El IMCR reivindicó la autoría de siete ataques contra comunidades judías, periodistas y objetivos vinculados a Israel en el Reino Unido y Europa entre marzo y mayo de 2026, incluido el ataque incendiario antisemita contra cuatro ambulancias de Hatzola en Golders Green.
Ahora será un delito penal incitar al apoyo o expresar una opinión o creencia que respalde al IMCR y al GRU, ayudarlos a llevar a cabo actividades relacionadas con el Reino Unido. participar en conductas que puedan contribuir materialmente a ello o aceptar un beneficio material proporcionado por o en nombre de ellos.

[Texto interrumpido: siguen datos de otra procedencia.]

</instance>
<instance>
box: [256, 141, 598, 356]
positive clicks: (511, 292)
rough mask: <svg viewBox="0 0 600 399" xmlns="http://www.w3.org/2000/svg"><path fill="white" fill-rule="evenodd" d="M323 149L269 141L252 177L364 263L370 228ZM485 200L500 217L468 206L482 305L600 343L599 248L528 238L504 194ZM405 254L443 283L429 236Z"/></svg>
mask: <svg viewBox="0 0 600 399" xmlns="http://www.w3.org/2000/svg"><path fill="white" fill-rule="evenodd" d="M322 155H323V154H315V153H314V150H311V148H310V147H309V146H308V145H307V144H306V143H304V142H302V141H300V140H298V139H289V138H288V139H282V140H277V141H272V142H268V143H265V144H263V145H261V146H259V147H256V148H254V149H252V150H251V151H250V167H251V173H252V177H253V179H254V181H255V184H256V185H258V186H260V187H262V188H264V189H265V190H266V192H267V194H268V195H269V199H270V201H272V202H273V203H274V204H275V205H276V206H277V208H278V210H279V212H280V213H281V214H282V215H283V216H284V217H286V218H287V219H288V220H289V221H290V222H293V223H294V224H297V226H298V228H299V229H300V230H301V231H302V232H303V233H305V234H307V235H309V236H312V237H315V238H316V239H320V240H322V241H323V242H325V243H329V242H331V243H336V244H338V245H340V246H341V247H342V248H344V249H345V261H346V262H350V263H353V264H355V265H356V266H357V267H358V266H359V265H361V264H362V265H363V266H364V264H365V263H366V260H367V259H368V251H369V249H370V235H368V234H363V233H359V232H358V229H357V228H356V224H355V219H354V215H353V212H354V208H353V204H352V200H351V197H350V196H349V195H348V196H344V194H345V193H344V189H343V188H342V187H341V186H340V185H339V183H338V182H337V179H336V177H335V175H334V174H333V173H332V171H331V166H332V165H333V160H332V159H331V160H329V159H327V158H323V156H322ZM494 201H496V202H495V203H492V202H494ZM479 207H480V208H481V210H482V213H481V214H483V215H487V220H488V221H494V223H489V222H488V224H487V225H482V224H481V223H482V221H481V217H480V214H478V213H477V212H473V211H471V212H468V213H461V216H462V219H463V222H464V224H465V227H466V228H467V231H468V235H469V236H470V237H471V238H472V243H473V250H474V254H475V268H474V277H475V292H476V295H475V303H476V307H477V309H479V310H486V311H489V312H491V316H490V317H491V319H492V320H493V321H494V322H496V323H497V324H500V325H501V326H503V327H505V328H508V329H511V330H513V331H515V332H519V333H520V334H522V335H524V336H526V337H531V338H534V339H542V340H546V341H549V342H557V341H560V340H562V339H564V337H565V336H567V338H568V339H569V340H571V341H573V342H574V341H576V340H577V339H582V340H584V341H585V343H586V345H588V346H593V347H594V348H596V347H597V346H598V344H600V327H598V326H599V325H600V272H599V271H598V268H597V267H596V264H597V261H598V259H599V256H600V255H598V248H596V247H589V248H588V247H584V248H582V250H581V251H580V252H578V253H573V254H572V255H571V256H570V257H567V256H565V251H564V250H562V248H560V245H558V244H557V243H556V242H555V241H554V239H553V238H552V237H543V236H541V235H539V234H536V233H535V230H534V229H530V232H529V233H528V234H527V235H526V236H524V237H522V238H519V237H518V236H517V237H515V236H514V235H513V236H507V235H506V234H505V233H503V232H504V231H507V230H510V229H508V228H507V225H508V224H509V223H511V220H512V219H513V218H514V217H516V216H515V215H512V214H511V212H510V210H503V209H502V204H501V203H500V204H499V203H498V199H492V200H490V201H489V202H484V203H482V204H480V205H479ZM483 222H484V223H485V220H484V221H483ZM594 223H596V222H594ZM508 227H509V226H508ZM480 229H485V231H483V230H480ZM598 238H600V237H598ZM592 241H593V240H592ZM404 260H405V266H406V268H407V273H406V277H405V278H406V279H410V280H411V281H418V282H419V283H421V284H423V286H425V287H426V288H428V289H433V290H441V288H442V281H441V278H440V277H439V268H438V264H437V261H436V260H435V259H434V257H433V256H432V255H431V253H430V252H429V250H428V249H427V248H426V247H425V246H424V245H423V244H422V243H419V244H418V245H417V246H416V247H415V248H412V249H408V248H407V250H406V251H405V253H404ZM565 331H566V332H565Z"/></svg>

El Ministerio del Interior británico concluyó que existen pruebas suficientes para creer que las tres organizaciones participan en actividades que representan una amenaza para potencias extranjeras y que su designación es necesaria para proteger la seguridad y los intereses nacionales del Reino Unido.
“No es una decisión para celebrar sin preguntarse por qué tardó tanto, pero es la correcta y la celebro”, declaró Roger Macmillan, exdirector del sitio web de la diáspora iraní Iran International, a The Jerusalem Post.
“La ilegalización de la Guardia Revolucionaria es el punto de partida, no el límite. La verdadera lucha ahora es contra la red que la rodea: las organizaciones benéficas fachada, los llamados centros islámicos y centros educativos que blanquean su ideología en las comunidades británicas, las emisoras y los influencers de las redes sociales que hacen el trabajo de Teherán. Nada de esto se detiene porque se haya añadido una organización a la lista”, agregó.
Macmillan afirmó que la ilegalización de la Guardia Revolucionaria debe ir acompañada de la voluntad política y los recursos necesarios para apoyar a la Policía y a los Servicios de Seguridad a perseguir activamente a las redes y llevar a los responsables ante la justicia, “no solo designar una organización en papel”.